For Birkerts, privacy is the foundation of any life worth living. He writes on behalf of the minority for whom “the prospect of a collective life in an electronic hive” seems terrifying — a drastic reduction in the range of human choices and human responses. I find his arguments eloquent and compelling; The Gutenberg Elegies should be required reading for anyone contemplating life in the 2lst century.

But it shouldn’t take a big dose of philosophy to generate misgivings about this vaunted Internet, which nearly every American (except me) has apparently now experienced. (Actual participation is less than 50 percent, but most figures ignore “the poor” — who, presumably, would be on-line if they could afford to.) There’s nothing philosophical about the Internet’s rapid erosion of privacy, or its limitless possibilities for cybercriminals. Kirk Bailey, a computer-security expert, recently challenged hackers to penetrate his personal security shield. In their spare time, at a cost of $100, they came up with enough information (including his cat’s diet) to “close his bank account, turn off his lights, refinance his house” and buy a Mercedes with his signature.

My own resistance to the Internet was strengthened when a reporter asked one on-line entrepreneur how we might protect our vanishing privacy, and the pig answered, “Just get over it.”

In November, Amy Boyer, a dental technician, was murdered by Liam Youens — a stalker who tracked her down through Internet “research services.” Last month, a hacker who calls himself Maxus pirated 300,000 credit-card numbers from an on-line merchant and tried to extort $100,000. Rebuffed, he set up a Web site where he offered 25,000 card numbers for free.

The negative capabilities of the Internet are awe-inspiring.
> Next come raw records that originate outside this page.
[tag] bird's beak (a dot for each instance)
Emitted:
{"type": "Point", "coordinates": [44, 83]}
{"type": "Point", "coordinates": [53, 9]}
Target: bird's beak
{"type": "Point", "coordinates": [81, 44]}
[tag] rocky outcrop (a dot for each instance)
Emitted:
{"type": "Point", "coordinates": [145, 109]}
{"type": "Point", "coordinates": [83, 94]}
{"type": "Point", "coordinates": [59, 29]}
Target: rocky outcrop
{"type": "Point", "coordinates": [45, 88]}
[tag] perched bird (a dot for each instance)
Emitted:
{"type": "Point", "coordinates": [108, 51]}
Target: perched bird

It has become a thriving black market for drugs, liquor, pornography, firearms, bomb manuals and hate literature — and a business address for an army of perverts, sexual predators and sleaze merchants who once frequented bus stations and used pay phones. It exposes pre-adolescent children to sexual phenomena that few of their parents encountered before they were 30, and that no one deserves to encounter at any age. Only the religious right seems to have the guts to attack the so-called First Amendment rights of this scum, who’ve been empowered to peddle their wares in your basement.

In the words of Kirkpatrick Sale, “So what’s the upside?” One obvious upside is speed — but not everyone’s in such a hurry, and Americans don’t seem to use the time they save for anything other than more work and more acquisitions. Another upside is interconnectedness — but not everyone needs, or wants, more connections than they already maintain. Another is abundant information — Niles and Amazons and Mississippis of information — but its sheer volume bewilders even loyal Web surfers.
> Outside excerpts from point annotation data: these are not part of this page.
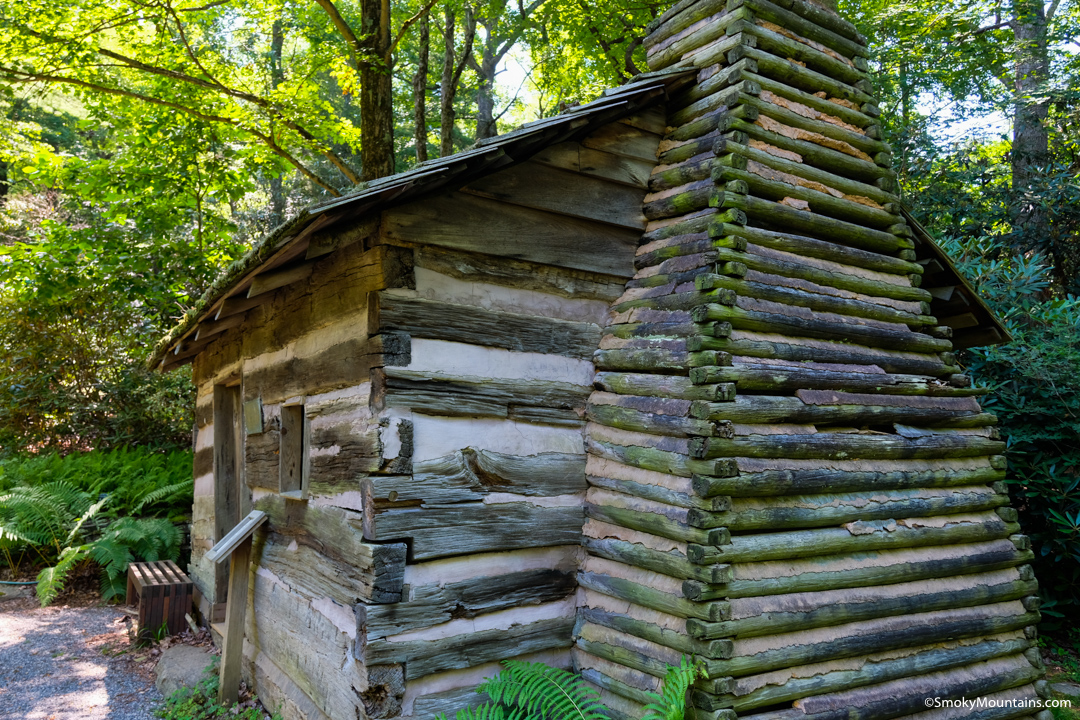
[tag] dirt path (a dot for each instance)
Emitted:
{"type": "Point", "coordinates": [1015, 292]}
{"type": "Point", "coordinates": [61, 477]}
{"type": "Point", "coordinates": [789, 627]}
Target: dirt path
{"type": "Point", "coordinates": [63, 664]}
If any of these things troubles you (or even catches your attention), consider joining us. We’re not fanatics like the soldiers of the Butlerian Jihad in Frank Herbert’s Dune, who destroyed every computer in the known universe. Technology has its place, and no medium is smarter — or nicer — than the human beings who set it in motion. But most of us agree with Wendell Berry, who writes, “I do not see that computers are bringing us one step nearer to anything that matters to me: peace, economic justice, ecological health, political honesty, family and community stability, good work.”

At the end of Elegies, Sven Birkerts has decided that there’s no sane compromise with cybertechnology. “Refuse it,” he concludes. Easier for him, perhaps, than for someone who earns his bread in the Belly of the Beast. But your mind can still be free, even if your mortgage and your mortal remains belong to Microsoft. Let me offer a more conservative prescription for your survival: First, voice no absurd enthusiasm, lest you be mistaken for one of those zombies who reads Wired magazine. Choose technology judiciously, and accept no new cyberwonders until you’ve calculated the true cost. Spend all your free time outdoors. Interact warily with your computer. Finally — if you find you’re losing interest in everything else — smash that screen to pieces, and run for your life.